One complaint often heard around air compressors is that some of them are noisy due to friction and a power source, which can be distracting and inconvenient for both commercial and domestic use. The industry has risen to deal with these complaints however, and there are several low noise air compressors to choose from, offering a decibel rating of around 40 dB.
40 dB is considered low noise; 60 dB is considered the safest decibel level for compressors; anything over 85 dB could cause long-lasting damage to your hearing, and you should avoid being exposed to this level for extended periods of time.
Low noise and silent air compressors are available in both oil-free and oil-based versions, so just how is the silencing effect achieved?
As well as choosing compressors with low decibel levels, one aspect of this technology that makes a big difference is the inclusion of an acoustic chamber for containing the noise.

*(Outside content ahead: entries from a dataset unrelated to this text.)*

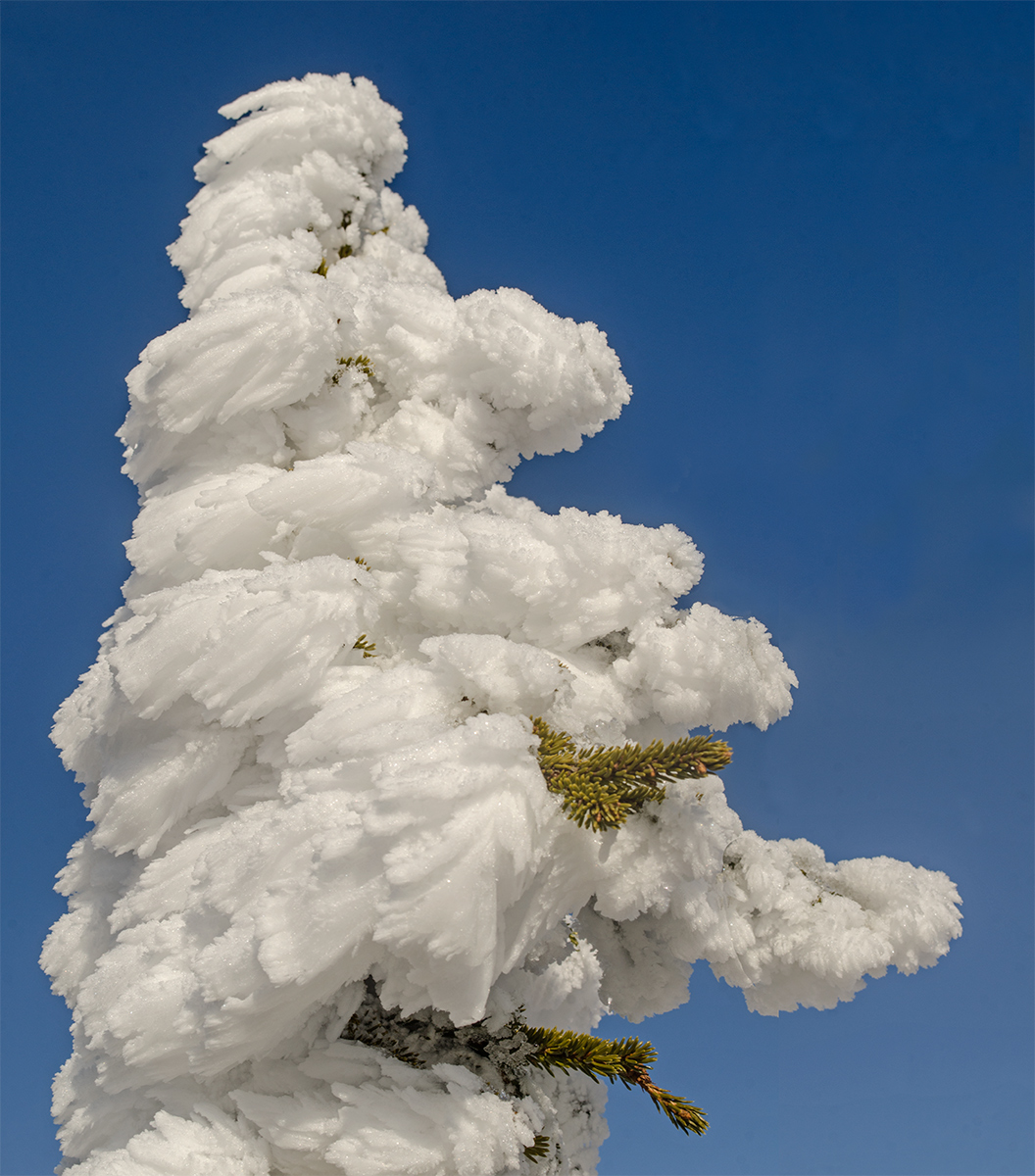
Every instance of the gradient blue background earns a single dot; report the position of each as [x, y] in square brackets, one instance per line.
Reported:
[805, 229]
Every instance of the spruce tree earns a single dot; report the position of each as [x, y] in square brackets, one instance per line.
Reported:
[391, 776]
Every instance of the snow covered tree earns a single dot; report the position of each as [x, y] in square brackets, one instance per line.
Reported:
[389, 771]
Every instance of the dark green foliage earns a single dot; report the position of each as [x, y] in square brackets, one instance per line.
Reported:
[362, 363]
[627, 1061]
[539, 1150]
[601, 786]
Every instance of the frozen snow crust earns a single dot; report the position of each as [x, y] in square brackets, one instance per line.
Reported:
[279, 817]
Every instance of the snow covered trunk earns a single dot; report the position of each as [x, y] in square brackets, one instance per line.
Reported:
[326, 869]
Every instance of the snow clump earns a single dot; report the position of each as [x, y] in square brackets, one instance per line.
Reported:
[306, 742]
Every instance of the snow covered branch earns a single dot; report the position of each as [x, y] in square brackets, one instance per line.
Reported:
[306, 746]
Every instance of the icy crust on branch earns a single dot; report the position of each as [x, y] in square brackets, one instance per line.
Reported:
[306, 742]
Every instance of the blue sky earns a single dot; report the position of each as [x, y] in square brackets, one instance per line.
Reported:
[805, 228]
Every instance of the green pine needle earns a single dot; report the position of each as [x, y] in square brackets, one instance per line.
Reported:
[627, 1061]
[539, 1150]
[601, 786]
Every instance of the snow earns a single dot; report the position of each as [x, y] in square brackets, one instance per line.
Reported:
[285, 816]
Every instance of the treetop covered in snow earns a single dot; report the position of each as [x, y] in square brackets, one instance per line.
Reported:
[317, 792]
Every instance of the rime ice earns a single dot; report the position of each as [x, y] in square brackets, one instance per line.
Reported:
[281, 822]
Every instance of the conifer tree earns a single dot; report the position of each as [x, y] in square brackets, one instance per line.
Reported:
[391, 776]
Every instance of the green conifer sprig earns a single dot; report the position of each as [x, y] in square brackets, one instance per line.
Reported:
[539, 1150]
[601, 786]
[627, 1061]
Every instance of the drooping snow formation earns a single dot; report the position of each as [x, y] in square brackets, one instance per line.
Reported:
[286, 827]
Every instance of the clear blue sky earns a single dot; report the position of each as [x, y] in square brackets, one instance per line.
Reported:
[805, 228]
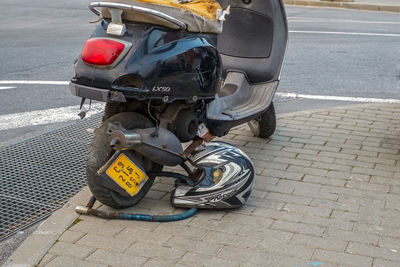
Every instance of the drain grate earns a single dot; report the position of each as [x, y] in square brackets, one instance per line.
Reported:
[39, 175]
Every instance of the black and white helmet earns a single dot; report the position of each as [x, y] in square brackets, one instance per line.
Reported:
[227, 180]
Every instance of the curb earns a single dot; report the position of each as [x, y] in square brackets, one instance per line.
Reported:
[349, 5]
[36, 246]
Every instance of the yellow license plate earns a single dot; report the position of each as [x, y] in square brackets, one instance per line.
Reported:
[127, 175]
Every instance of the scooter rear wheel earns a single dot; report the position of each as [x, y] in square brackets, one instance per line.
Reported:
[265, 125]
[99, 153]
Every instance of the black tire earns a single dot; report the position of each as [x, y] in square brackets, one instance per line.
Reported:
[267, 122]
[99, 152]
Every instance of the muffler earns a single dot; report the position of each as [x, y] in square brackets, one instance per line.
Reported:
[158, 144]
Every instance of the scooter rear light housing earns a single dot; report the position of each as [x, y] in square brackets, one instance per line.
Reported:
[104, 52]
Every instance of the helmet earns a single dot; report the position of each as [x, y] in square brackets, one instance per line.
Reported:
[226, 181]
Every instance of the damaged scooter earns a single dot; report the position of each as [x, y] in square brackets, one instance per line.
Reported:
[174, 72]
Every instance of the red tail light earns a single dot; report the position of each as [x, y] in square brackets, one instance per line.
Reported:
[102, 52]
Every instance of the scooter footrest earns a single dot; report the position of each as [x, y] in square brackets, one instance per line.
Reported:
[240, 99]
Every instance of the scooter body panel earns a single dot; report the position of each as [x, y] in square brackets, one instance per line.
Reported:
[161, 63]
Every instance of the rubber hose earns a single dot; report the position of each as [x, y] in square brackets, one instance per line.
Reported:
[142, 217]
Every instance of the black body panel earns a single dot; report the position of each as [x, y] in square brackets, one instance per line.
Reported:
[254, 39]
[162, 62]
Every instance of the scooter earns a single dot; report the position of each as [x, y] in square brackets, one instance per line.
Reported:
[173, 72]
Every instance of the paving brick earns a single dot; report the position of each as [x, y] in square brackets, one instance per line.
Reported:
[130, 235]
[269, 165]
[319, 242]
[288, 198]
[161, 263]
[116, 259]
[254, 257]
[297, 185]
[300, 228]
[71, 250]
[262, 232]
[308, 141]
[316, 158]
[388, 156]
[351, 236]
[373, 251]
[137, 225]
[215, 225]
[266, 179]
[63, 261]
[290, 161]
[265, 203]
[286, 261]
[283, 174]
[247, 220]
[335, 205]
[310, 192]
[108, 243]
[384, 263]
[46, 259]
[71, 236]
[199, 247]
[348, 176]
[328, 222]
[280, 188]
[173, 229]
[277, 214]
[389, 242]
[281, 248]
[392, 231]
[376, 172]
[359, 152]
[231, 240]
[95, 228]
[341, 258]
[323, 180]
[301, 151]
[318, 211]
[337, 155]
[148, 250]
[355, 163]
[363, 201]
[313, 171]
[331, 166]
[368, 186]
[194, 259]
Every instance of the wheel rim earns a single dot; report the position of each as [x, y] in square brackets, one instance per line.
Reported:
[254, 126]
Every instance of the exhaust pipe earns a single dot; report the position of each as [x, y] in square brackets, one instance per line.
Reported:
[158, 144]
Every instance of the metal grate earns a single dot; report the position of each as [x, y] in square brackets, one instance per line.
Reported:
[39, 175]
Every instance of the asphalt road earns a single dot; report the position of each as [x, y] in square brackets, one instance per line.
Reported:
[40, 40]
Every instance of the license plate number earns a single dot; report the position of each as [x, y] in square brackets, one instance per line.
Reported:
[127, 175]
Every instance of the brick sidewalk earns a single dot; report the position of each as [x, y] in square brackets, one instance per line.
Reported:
[327, 194]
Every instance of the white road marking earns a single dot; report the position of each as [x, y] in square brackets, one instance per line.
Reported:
[349, 33]
[35, 82]
[47, 116]
[303, 19]
[339, 98]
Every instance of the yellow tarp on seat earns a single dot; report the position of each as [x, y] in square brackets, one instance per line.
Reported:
[205, 8]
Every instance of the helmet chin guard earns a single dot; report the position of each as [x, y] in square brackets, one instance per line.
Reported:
[226, 182]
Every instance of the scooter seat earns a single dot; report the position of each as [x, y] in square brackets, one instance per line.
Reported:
[198, 15]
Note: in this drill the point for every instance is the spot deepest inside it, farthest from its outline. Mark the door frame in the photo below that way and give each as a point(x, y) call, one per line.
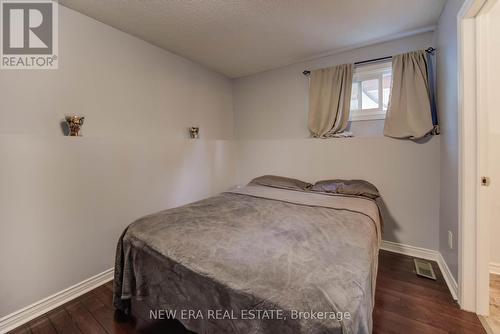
point(474, 250)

Another tip is to opt for electric-powered compressors, rather than gas-powered, as the former type of power source makes for a quieter machine.
The Bottom Line
Which type of air compressor you go for depends on a variety of factors. You first need to consider what application the compressors will be used for? Do you need it for continuous, ongoing use in large industrial machinery, or will it be used sporadically? Your answers to these questions will help you decide on whether to go for variable or fixed speed compressors.
Another question that you must factor into your decision is: how much do you want to spend? Remember that the initial price of a quality compressor is not the only expense associated with a compressor; consider also the cost of the power needed to run the machine, plus any related ongoing maintenance and repair costs. How much time and energy will investing in high quality compressors save your company? These are all important calculations that should be made before making your decision.